HALEY, J. Christopher, NOE, Garry E. and SCHAUS, Maynard, Dept. of Earth and Environmental Sciences, Virginia Wesleyan College, 1584 Wesleyan Drive, Norfolk, VA 23502, jchaley@vwc.edu

In our effort to develop a coherent geoscience program based on the four spheres of Earth Systems Science, we have found that introducing GIS as a critical laboratory component of most courses can help bridge the traditional disciplines and lend a sense of unity to the curriculum. Repeated exposure to GIS in a wide variety of classes from each of the four spheres makes important similarities in the accumulation, organization and analysis of spatial data in all disciplines evident. The common platform of a GIS also allows students to seek relationships between data from the various disciplines further strengthening the perception of Earth as an integrated system.
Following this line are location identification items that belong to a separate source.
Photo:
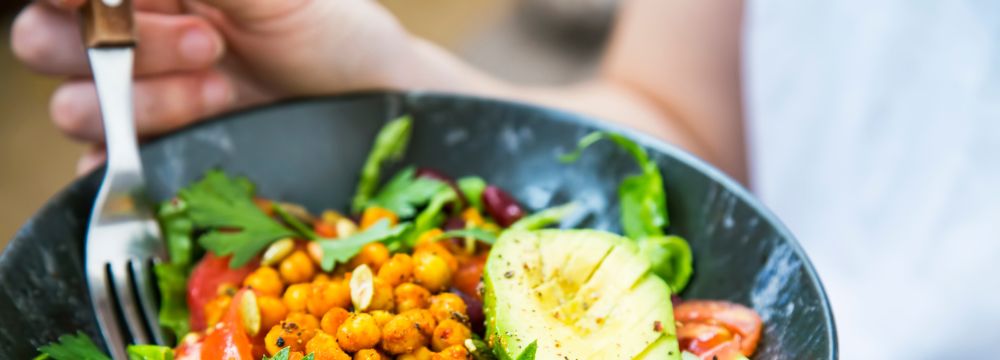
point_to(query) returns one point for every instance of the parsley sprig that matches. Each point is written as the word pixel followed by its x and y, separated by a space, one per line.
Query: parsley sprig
pixel 236 226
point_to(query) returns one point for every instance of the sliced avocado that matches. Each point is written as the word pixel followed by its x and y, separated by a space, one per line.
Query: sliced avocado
pixel 578 294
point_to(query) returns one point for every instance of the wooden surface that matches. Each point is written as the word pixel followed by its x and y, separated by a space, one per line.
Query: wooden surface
pixel 105 26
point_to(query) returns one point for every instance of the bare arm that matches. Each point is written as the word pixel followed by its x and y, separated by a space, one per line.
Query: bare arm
pixel 671 70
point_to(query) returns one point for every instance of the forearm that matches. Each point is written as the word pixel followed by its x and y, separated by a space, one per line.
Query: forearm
pixel 600 96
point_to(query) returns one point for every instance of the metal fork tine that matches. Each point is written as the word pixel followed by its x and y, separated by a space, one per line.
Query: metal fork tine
pixel 142 270
pixel 104 308
pixel 121 278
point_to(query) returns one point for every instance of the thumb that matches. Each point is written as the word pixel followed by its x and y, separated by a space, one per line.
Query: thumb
pixel 251 11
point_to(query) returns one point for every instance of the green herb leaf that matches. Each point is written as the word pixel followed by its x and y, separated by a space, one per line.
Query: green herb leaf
pixel 177 229
pixel 73 347
pixel 432 216
pixel 341 250
pixel 149 352
pixel 172 282
pixel 475 233
pixel 238 227
pixel 390 144
pixel 472 188
pixel 671 259
pixel 643 200
pixel 544 218
pixel 405 192
pixel 529 352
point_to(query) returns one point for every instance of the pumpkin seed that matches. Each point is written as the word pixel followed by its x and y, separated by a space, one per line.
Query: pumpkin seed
pixel 278 251
pixel 362 287
pixel 250 313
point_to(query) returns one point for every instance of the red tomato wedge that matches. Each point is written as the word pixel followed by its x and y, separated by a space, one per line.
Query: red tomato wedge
pixel 468 275
pixel 228 340
pixel 710 328
pixel 203 285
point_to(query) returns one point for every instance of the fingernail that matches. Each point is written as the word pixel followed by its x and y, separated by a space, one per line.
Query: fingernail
pixel 217 94
pixel 199 45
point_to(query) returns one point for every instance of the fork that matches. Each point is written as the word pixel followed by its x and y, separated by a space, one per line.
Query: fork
pixel 123 239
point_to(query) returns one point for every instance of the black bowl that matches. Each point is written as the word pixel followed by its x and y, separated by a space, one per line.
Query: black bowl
pixel 309 151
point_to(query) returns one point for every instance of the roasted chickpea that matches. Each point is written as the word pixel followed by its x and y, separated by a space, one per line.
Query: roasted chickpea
pixel 265 281
pixel 431 271
pixel 449 333
pixel 436 248
pixel 411 296
pixel 374 214
pixel 297 268
pixel 296 296
pixel 302 321
pixel 448 306
pixel 381 317
pixel 358 332
pixel 398 270
pixel 215 308
pixel 367 354
pixel 423 319
pixel 382 296
pixel 421 354
pixel 321 279
pixel 272 311
pixel 282 336
pixel 374 255
pixel 454 352
pixel 324 346
pixel 333 319
pixel 327 296
pixel 401 335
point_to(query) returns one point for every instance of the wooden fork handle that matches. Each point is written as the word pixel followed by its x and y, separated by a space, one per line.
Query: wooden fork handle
pixel 108 23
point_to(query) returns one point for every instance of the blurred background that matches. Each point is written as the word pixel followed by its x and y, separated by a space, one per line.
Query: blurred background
pixel 531 41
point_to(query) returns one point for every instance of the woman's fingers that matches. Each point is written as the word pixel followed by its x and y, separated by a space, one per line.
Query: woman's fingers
pixel 48 40
pixel 162 103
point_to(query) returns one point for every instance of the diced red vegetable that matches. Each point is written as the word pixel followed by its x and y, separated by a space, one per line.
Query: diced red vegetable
pixel 203 285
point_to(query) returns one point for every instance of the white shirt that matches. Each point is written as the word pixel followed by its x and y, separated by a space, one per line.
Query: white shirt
pixel 874 133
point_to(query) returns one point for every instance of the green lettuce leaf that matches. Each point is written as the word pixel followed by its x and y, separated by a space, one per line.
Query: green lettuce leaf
pixel 390 145
pixel 544 218
pixel 336 251
pixel 671 259
pixel 472 188
pixel 405 192
pixel 73 347
pixel 149 352
pixel 643 200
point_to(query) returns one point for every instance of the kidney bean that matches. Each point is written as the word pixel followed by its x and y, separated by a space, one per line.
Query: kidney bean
pixel 501 206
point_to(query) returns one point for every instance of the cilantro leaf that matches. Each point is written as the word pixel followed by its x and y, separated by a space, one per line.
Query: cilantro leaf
pixel 643 200
pixel 73 347
pixel 149 352
pixel 405 192
pixel 544 218
pixel 472 188
pixel 475 233
pixel 390 144
pixel 343 249
pixel 238 227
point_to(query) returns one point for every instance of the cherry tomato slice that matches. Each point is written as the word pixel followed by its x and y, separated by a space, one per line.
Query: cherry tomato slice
pixel 228 340
pixel 203 285
pixel 739 319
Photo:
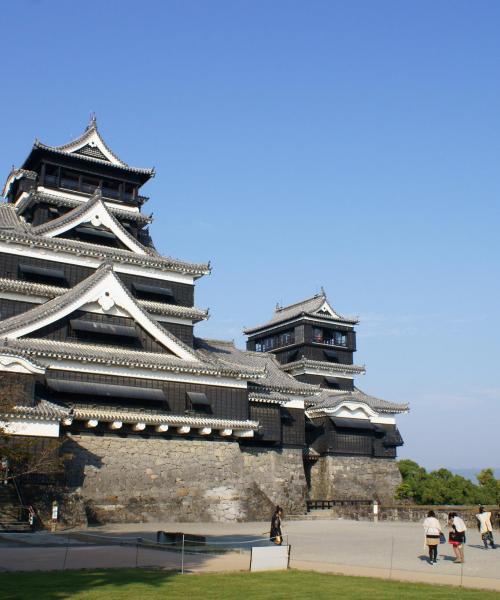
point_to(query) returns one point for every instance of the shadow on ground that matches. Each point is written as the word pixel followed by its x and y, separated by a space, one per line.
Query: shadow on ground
pixel 59 585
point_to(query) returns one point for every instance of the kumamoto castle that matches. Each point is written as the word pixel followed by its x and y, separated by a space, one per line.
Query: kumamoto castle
pixel 155 422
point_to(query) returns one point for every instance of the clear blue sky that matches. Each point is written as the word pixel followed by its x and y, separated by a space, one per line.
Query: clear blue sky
pixel 354 145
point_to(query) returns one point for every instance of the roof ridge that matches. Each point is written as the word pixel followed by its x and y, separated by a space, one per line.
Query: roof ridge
pixel 281 308
pixel 96 200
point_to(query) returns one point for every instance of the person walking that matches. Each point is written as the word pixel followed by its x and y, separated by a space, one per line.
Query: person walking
pixel 433 531
pixel 457 536
pixel 485 528
pixel 276 536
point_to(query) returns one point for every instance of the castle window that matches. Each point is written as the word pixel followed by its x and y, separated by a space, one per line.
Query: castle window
pixel 70 180
pixel 198 402
pixel 89 185
pixel 111 189
pixel 40 274
pixel 329 336
pixel 331 355
pixel 145 291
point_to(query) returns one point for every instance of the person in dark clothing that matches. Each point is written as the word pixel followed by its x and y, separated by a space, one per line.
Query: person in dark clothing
pixel 276 535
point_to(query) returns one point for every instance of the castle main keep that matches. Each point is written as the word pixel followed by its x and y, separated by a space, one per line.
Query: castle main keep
pixel 158 423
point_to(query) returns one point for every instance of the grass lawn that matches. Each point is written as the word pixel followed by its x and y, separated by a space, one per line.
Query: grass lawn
pixel 137 584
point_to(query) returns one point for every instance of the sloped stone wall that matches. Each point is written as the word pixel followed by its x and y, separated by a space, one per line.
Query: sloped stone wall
pixel 135 479
pixel 354 478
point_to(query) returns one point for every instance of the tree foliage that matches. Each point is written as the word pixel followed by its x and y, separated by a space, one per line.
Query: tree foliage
pixel 443 487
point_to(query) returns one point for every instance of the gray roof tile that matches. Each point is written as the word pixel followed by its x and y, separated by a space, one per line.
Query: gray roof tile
pixel 305 307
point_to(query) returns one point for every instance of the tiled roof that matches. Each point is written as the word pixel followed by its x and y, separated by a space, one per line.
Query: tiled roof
pixel 11 231
pixel 42 411
pixel 68 202
pixel 112 413
pixel 73 215
pixel 91 133
pixel 307 307
pixel 226 353
pixel 330 399
pixel 50 351
pixel 51 291
pixel 18 174
pixel 319 365
pixel 52 307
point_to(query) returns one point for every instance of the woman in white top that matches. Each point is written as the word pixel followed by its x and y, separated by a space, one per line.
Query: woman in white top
pixel 432 529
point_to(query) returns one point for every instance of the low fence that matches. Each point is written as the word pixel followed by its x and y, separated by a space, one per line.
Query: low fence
pixel 185 553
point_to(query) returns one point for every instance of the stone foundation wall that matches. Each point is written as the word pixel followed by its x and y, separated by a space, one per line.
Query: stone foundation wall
pixel 353 478
pixel 133 479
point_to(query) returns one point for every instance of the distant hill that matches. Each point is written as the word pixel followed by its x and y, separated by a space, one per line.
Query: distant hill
pixel 472 472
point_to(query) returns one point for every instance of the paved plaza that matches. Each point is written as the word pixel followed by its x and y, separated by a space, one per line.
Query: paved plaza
pixel 389 550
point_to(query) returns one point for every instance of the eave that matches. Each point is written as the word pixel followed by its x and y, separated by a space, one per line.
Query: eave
pixel 104 253
pixel 42 290
pixel 24 202
pixel 326 367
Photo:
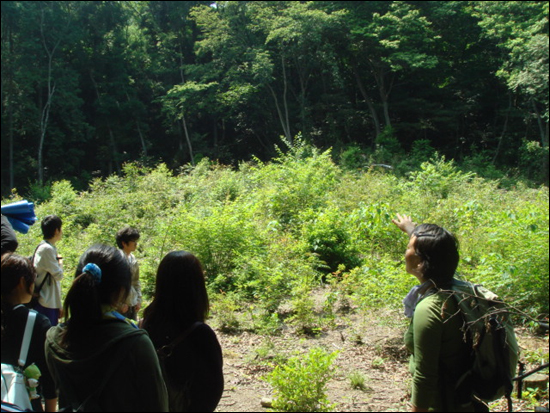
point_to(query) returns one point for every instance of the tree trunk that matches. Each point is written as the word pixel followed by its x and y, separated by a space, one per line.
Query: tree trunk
pixel 281 117
pixel 285 102
pixel 504 128
pixel 370 105
pixel 543 129
pixel 187 137
pixel 142 139
pixel 46 109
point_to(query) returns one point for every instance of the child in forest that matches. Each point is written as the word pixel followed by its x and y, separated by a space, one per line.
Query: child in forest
pixel 126 240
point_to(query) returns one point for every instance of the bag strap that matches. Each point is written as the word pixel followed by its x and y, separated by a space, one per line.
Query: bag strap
pixel 37 289
pixel 166 351
pixel 27 336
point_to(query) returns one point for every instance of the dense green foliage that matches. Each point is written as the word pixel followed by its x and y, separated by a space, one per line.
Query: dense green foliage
pixel 88 86
pixel 300 384
pixel 270 233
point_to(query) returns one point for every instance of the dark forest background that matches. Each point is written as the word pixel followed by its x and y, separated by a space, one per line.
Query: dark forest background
pixel 90 85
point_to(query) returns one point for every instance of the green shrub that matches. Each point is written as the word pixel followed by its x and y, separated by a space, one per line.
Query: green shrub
pixel 300 384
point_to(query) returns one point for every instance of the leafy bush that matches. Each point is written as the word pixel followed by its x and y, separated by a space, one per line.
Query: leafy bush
pixel 300 384
pixel 267 232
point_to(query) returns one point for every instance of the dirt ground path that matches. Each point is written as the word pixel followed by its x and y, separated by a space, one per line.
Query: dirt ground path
pixel 369 345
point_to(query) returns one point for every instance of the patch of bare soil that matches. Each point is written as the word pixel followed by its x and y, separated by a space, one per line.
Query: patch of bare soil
pixel 370 345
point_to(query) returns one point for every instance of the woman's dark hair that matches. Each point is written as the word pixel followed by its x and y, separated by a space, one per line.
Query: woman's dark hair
pixel 438 249
pixel 84 299
pixel 49 225
pixel 126 235
pixel 180 294
pixel 15 267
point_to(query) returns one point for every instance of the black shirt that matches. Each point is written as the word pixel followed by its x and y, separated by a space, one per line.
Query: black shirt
pixel 9 240
pixel 15 320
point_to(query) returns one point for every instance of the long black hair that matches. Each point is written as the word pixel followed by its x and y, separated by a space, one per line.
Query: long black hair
pixel 15 267
pixel 87 294
pixel 180 297
pixel 438 249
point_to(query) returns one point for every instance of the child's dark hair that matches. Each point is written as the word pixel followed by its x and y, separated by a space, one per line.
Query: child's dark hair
pixel 126 235
pixel 87 294
pixel 438 249
pixel 15 267
pixel 49 225
pixel 180 294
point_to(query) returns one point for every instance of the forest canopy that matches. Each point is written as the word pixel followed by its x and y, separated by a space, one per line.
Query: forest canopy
pixel 88 86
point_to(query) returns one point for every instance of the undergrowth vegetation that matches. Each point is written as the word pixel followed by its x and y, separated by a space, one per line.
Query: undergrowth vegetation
pixel 270 233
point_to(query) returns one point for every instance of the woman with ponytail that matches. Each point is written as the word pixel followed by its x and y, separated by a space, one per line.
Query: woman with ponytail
pixel 101 360
pixel 18 278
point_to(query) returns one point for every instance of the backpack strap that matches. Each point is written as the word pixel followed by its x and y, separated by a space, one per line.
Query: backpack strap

From a practical standpoint, this initiative allows majors to gain substantial experience using GIS in ways relevant to their interest without taking numerous specialized courses. With the growing importance of GIS in government and industry this can provide an advantage to those seeking employment after college. Not only are we integrating GIS into our majors’ courses, we place equal emphasis on using GIS in introductory labs. At the introductory level, a GIS can be used to address a number of goals for these courses: 1) GIS provides a platform for teaching with actual data. Numerous datasets exist for earthquakes, tides, rainfall, temperature, stream flow, etc. which can be accessed for laboratory exercises. 2) GIS provides a mechanism for teaching with models, both mathematical and visual. Three-D visualization models created in GIS have proven particularly helpful in understanding geologic structures. 3) GIS allows the tackling of real problems of considerable complexity using the same software as professionals employ. Examples of such case-based exercises include selection of a dam site and calculating the volume of the reservoir and length of time it will take to fill up, and the delineation of 100-year flood planes using stream data.